= Samy Moussa =

Canadian conductor and composer

Samy Moussa (born June 1, 1984) is a Canadian conductor and composer of classical music, living in Berlin. His works have been performed internationally.

==Early life and education==
Moussa was born and grew up in Montreal. He completed his undergraduate studies at the Université de Montréal with José Evangelista and postgraduate studies at University of Music and Performing Arts Munich with Matthias Pintscher and Pascal Dusapin, also participating in conducting master classes with Pierre Boulez, Péter Eötvös, and Royaumont Voix Nouvelles courses with Salvatore Sciarrino.

==Career==
In 2010, Moussa became music director of the INDEX Ensemble in Munich, and since that time worked with a number of ensembles and orchestras among which were: MDR Leipzig Radio Symphony Orchestra, hr-Sinfonieorchester, CBC Radio Orchestra, Vancouver Symphony Orchestra and Hamilton Philharmonic Orchestra among others.

He conducted the premiere of his second opera, Vastation, with a libretto by Toby Litt, at the Munich Biennale in 2014.

His first symphony, titled Concordia, was premiered by Kent Nagano conducting the Montreal Symphony Orchestra in May 2017. That year the Dallas Symphony Orchestra gave the United States premiere of his work A Globe Itself Infolding for organ and orchestra, which had previously been premiered and recorded by the Montreal Symphony Orchestra.

In 2013, Moussa won the Ernst von Siemens Composer Prize. In 2017, he received the Hindemith Prize. In 2018, the German government awarded him a fellowship at Villa Massimo in Rome.

Moussa composed the music for Julian Rosefeldt's film installation Euphoria, which premiered at the Ruhrtriennale in 2022, and which received subsequent productions at the Park Avenue Armory the same year, and at the Holland Festival and RISING in Melbourne in 2023.

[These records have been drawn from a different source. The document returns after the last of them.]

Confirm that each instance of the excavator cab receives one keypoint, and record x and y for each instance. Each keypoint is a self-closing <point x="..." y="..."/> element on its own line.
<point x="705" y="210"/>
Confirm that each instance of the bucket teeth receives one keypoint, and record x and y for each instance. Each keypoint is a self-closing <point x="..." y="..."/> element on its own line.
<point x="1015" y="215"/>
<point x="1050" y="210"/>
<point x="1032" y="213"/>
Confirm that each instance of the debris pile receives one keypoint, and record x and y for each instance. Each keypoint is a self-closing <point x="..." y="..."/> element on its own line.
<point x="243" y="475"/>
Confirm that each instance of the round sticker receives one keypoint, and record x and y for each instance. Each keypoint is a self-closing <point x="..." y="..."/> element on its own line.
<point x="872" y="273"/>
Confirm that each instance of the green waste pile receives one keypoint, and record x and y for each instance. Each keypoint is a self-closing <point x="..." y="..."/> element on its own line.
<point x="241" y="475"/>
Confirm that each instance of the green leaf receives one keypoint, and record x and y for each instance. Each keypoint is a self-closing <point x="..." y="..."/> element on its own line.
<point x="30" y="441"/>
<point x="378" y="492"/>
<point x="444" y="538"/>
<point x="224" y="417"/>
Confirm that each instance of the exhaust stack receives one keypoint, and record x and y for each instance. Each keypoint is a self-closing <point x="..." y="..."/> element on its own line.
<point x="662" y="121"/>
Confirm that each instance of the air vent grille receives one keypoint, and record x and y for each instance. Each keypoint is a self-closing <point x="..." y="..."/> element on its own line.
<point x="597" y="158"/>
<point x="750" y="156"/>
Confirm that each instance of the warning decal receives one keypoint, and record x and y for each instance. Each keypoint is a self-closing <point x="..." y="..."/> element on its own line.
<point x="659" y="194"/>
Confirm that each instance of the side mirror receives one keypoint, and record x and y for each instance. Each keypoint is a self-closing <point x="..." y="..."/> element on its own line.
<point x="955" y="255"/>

In 2021, the Vienna Philharmonic Orchestra, conducted by Christian Thielemann, gave the world premiere of Moussa's Elysium. In 2023, trombonist Jörgen van Rijen gave the premiere of his Trombone Concerto "Yericho" with the Orchestre national de Lyon. In 2024, the Dutch National Opera gave the premiere of his oratorio Antigone for women's chorus and orchestra, sung in Ancient Greek. He was named composer-in-residence of the Helsinki Philharmonic Orchestra for the 2024-2025 season. In 2025, flautist Emmanuel Pahud gave the premiere of his Flute Concerto with the Orchestre national de France.